Monday, December 30, 2013

Royal Saucissons, or thick sausages

Having provided Flesh of Partridges and of a fat Pullet or Capon, a little Gammon and other Bacon, and a piece of a Leg of Veal, all raw, with Parsly and Chibbols, let them be well chopt with Mushrooms and Truffles, and season'd with Pepper, Salt, beaten Spice, and a Clove of Garlick; adding also two whole Eggs, three or four Yolks and a little Milk-cream. Then roll up this Farce into thick pieces, according to the quantity that you have of it, and to the end that it may be dress'd, without breaking it, let it be wrapt up in very thin Slices cut out of a Fillet of Veal, and beaten flat upon the Dresser, for that purpose; so as the Sausages may be made at least as thick as a Man's Arm, and of a convenient length.
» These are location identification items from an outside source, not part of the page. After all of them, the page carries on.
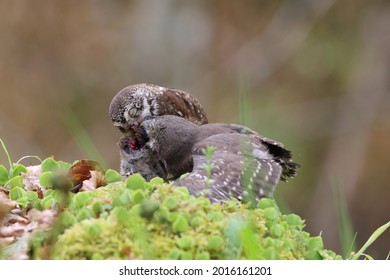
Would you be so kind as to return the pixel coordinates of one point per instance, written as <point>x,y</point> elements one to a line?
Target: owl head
<point>136,103</point>
<point>132,105</point>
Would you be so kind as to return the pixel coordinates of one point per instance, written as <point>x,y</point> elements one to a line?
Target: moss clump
<point>141,220</point>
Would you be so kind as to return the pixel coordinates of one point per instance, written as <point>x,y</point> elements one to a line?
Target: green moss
<point>168,223</point>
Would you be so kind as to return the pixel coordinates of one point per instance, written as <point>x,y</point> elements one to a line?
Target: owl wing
<point>280,154</point>
<point>240,168</point>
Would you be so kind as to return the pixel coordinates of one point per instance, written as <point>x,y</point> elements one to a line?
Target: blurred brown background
<point>313,74</point>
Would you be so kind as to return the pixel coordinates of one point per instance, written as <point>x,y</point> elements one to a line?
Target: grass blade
<point>370,240</point>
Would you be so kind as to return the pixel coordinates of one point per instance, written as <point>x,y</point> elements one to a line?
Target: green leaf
<point>81,199</point>
<point>171,202</point>
<point>185,242</point>
<point>46,179</point>
<point>137,196</point>
<point>64,165</point>
<point>148,208</point>
<point>32,196</point>
<point>16,181</point>
<point>23,203</point>
<point>48,202</point>
<point>157,181</point>
<point>67,219</point>
<point>271,214</point>
<point>112,176</point>
<point>84,214</point>
<point>16,193</point>
<point>136,182</point>
<point>50,164</point>
<point>265,203</point>
<point>121,214</point>
<point>215,242</point>
<point>186,256</point>
<point>180,224</point>
<point>17,169</point>
<point>94,230</point>
<point>3,175</point>
<point>202,256</point>
<point>98,207</point>
<point>294,220</point>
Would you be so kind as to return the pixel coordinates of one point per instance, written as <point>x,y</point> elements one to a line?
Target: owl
<point>240,162</point>
<point>136,103</point>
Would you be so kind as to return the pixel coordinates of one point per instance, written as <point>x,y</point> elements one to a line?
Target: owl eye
<point>133,112</point>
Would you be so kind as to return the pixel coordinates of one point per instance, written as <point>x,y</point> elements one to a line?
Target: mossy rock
<point>159,221</point>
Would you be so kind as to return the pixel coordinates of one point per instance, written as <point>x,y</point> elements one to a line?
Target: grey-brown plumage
<point>135,103</point>
<point>245,165</point>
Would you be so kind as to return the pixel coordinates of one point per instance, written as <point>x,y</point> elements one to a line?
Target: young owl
<point>243,164</point>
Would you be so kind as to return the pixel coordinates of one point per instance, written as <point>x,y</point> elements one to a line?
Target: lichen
<point>160,221</point>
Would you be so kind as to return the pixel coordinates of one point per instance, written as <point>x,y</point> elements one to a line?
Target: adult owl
<point>136,103</point>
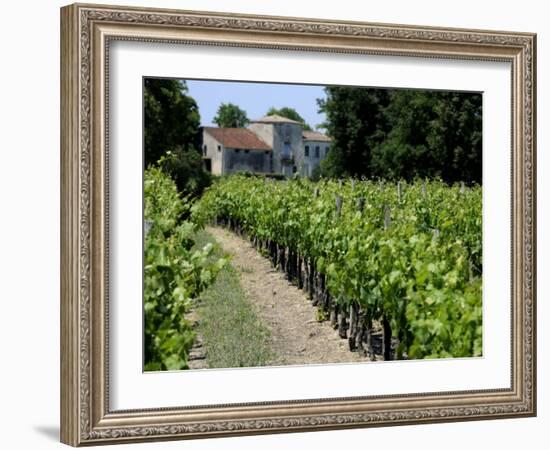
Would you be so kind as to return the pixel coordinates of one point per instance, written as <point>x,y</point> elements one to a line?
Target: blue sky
<point>256,98</point>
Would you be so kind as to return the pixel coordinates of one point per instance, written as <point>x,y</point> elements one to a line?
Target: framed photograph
<point>276,224</point>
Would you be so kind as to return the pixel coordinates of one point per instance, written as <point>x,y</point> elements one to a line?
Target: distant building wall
<point>313,153</point>
<point>213,150</point>
<point>240,160</point>
<point>287,144</point>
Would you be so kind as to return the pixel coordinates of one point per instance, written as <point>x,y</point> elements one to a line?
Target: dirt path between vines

When they are thus order'd, they must be put into an oval Stew-pan, with a great many Bards or thin Slices of Bacon at the bottom, and stopt up close; covering them with Beef-stakes, and other Bacon-Bards. Afterwards, the Pan must be set between two Fires, taking care that they be not too quick, and the Sausages must be bak'd or stew'd in this manner about eight or ten Hours. As soon as they are ready, let them be remov'd from the Fire, and left to cool in the same Pan: Then they must be carefully taken out so as none be broken, and all the Meat round about must be taken away, with the Fat: At last you may cut the Sausages into Slices with a sharp Knife, and set them in good order in a Dish or Plate, to be serv'd up cold to Table. If there be occasion to make a Galantine at the same time, with the Royal Sausages, it may be dress'd in the same Stew-pan.
The court & country cook, faithfully translated out of French into English by J. K. A. J. Churchill, London, 1702, p. 242-3.
One is only limited in the size of the sausage by the piece of pounded meat [here is chicken breast] used to wrap the farce and size of the covered Stew-pan or casserole in which to cook it. I used Summer Sausage as bards. Curing salt mixed with the beaten spice would have assured the sausage's pink appearance when cooked.

1 comment:

Anonymous said...

Wow, Impressed!

This is almost like a scotch egg but taken to a whole new level.